Danish firms waste time on 'template' job applications: organisation
Photo: Ólafur Steinar Gestsson/Ritzau Scanpix
Four out of ten Danish companies say they have received job applications from applicants who do not actually want to work for them.

The companies were responding to a survey conducted by the Confederation of Danish Enterprise (Dansk Erhverv, DE), which asked about applications received over the last year.

The template applications are a source of frustration for businesses, said DE head consultant Peter Halkjær.

“This means that companies are using a lot of resources [on the applications],” Halkjær said.

“But it also means that labour is being offered by jobseekers, and businesses can make use of that,” he added.

“Businesses are affected to a large degree by a lack of available labour,” Halkjær said.

A large number of companies have previously confirmed that they receive pro forma or template applications, Ritzau reports.

But the extent demonstrated by the survey came as a surprise, Halkjær said.

One cause of the trend is strict demands mad of jobseekers, according to Aarhus University professor Henning Jørgensen.
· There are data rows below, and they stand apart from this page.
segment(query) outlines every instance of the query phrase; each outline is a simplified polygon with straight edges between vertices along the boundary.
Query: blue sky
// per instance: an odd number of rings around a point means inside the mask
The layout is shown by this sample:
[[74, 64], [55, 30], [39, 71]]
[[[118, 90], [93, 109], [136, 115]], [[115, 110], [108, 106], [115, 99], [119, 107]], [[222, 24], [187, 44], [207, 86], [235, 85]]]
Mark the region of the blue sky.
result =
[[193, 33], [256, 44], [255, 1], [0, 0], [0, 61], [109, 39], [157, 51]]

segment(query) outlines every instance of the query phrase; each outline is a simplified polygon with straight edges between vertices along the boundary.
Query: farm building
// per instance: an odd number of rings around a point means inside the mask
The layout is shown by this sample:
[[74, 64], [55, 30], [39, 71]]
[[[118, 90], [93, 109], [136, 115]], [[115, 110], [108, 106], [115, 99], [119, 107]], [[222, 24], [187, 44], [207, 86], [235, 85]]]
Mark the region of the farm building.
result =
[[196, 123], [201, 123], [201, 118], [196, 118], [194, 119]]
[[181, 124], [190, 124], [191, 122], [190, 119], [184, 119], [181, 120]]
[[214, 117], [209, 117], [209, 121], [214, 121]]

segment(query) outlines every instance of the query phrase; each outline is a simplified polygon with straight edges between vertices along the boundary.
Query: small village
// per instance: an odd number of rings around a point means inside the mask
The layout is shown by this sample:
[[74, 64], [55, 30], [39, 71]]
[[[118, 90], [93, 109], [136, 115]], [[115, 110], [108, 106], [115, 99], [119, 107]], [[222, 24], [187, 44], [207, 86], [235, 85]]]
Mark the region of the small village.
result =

In order to continue receiving state and unemployment insurance (a-kasse in Danish) income support payments, jobseekers must send a set number of job applications weekly or monthly.

That can result in a scattergun approach to sending out CVs, Jørgensen said.

“I agree that there are too many pro forma job applications, but that is because jobseekers are forced to constantly apply for jobs without it really mattering what they apply for – as long as they apply for a lot,” Jørgensen told newspaper Politiken.

Halkjær said that authorities should take more seriously the issue of non-serious job applications.

“There are people [receiving unemployment income payments] making themselves known to be available for work.

“But their availability is limited because they are not making use of the offers that are there,” he said.

“We are therefore calling for job centre [authorities, ed.] to be better at sanctioning jobseekers that are not making themselves available to work,” Halkjær added.